‘I try not to cry’: Mount Prospect man among buglers in nationwide Memorial Day ceremony
Each Memorial Day, Taps for Veterans hosts an annual remembrance for fallen service members called Taps Across America. It is a time when musicians play “Taps” at 3 p.m. wherever they happen to be on Memorial Day.
Since 2020, 83-year-old Mount Prospect resident Ron Vlcek has raised a bugle to his lips and sounded the mournful notes.
Vlcek doesn’t himself play the bugle, although he has tried to learn — he uses an electronic device with a button that, when pushed, plays the tune.
While he is playing, it is difficult for the Air Force veteran, who served from 1962 to 1966, to contain his emotions.
“I try not to cry,” he said.
Taps Across America was started in 2020 by retired Air Force bugler Jari Villanueva, co-founder of Taps for Veterans, as a way of bringing Americans together during the COVID-19 pandemic.
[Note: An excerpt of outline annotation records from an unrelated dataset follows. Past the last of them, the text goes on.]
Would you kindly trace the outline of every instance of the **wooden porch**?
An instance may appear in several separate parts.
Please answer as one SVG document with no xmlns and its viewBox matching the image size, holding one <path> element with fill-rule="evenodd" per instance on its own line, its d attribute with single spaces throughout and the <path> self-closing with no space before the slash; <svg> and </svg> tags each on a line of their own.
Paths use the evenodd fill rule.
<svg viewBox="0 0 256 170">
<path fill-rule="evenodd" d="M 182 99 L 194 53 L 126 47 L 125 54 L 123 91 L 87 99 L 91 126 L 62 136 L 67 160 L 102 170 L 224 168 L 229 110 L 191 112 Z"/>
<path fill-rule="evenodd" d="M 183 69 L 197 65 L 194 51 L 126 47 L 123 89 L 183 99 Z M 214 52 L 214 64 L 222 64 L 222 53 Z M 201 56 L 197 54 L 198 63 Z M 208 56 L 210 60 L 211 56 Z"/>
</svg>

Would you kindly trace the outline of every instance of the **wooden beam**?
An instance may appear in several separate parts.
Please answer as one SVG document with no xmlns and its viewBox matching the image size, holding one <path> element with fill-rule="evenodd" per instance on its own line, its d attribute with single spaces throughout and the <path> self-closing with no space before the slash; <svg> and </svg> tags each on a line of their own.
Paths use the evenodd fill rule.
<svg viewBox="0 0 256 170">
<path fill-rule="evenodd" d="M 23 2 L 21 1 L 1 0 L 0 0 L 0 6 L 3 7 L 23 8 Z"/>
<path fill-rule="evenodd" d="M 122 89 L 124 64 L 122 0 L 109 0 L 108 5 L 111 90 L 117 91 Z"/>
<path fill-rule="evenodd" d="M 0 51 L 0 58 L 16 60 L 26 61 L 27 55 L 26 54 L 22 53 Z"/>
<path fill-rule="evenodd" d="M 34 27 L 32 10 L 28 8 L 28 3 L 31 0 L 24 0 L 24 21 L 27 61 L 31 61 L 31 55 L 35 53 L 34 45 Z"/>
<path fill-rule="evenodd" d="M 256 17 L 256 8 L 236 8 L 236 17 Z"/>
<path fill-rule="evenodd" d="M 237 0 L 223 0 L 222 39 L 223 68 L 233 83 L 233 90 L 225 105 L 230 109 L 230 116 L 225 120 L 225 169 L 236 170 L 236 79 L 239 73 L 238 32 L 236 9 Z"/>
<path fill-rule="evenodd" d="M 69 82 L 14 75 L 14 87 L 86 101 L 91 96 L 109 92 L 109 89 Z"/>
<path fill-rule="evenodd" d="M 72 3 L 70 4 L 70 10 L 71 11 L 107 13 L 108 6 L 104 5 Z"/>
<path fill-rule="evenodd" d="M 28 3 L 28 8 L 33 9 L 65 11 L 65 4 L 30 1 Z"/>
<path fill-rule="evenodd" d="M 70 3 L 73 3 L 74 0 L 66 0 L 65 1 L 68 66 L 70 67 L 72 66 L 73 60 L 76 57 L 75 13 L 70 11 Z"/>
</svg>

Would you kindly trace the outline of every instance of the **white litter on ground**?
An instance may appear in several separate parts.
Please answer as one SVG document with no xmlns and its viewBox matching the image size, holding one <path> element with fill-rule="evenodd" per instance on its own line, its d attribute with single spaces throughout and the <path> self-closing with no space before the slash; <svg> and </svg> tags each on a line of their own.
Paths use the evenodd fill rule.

The inaugural tribute drew 10,000 musicians.
“I saw an article on it,” Vlcek said. “We used to have a bugler, who passed away. And then they decided that I was going to be the bugler. I don’t know how to play the bugle or anything else. So they gave me this electronic bugle. All you got to do is push the button and it plays.”
He said he has tried to learn how to play.
“But I’m 83 years old,” he said. “I don’t have that kind of breath anymore.”
Vlcek, the adjutant for American Legion Post 255 in Mount Prospect, joined the Air Force after graduating from Morton East High School.
“I figured my number was going to be coming up,” he said. “I was interested in aircraft, all the time, ever since I was a little kid.”
He became an aircraft mechanic specializing in the repair of hydraulic and pneumatic systems — anything from landing gear to cargo doors to flight controls.
Following his service, he worked for more than 37 years with United Airlines, where he became a zone controller at O’Hare, coordinating with maintenance, customer service and food service, among other operations, before retiring. He and his wife of 54 years, Jan, moved to Mount Prospect in 1995.
On Monday, he will play at St. Paul Lutheran Church in Mount Prospect.
He said he is still in contact with one friend from the service who lives with his wife in Minneapolis.
“We exchange Christmas cards and letters,” he said. “We’re not the young ones that do the texting all the time.”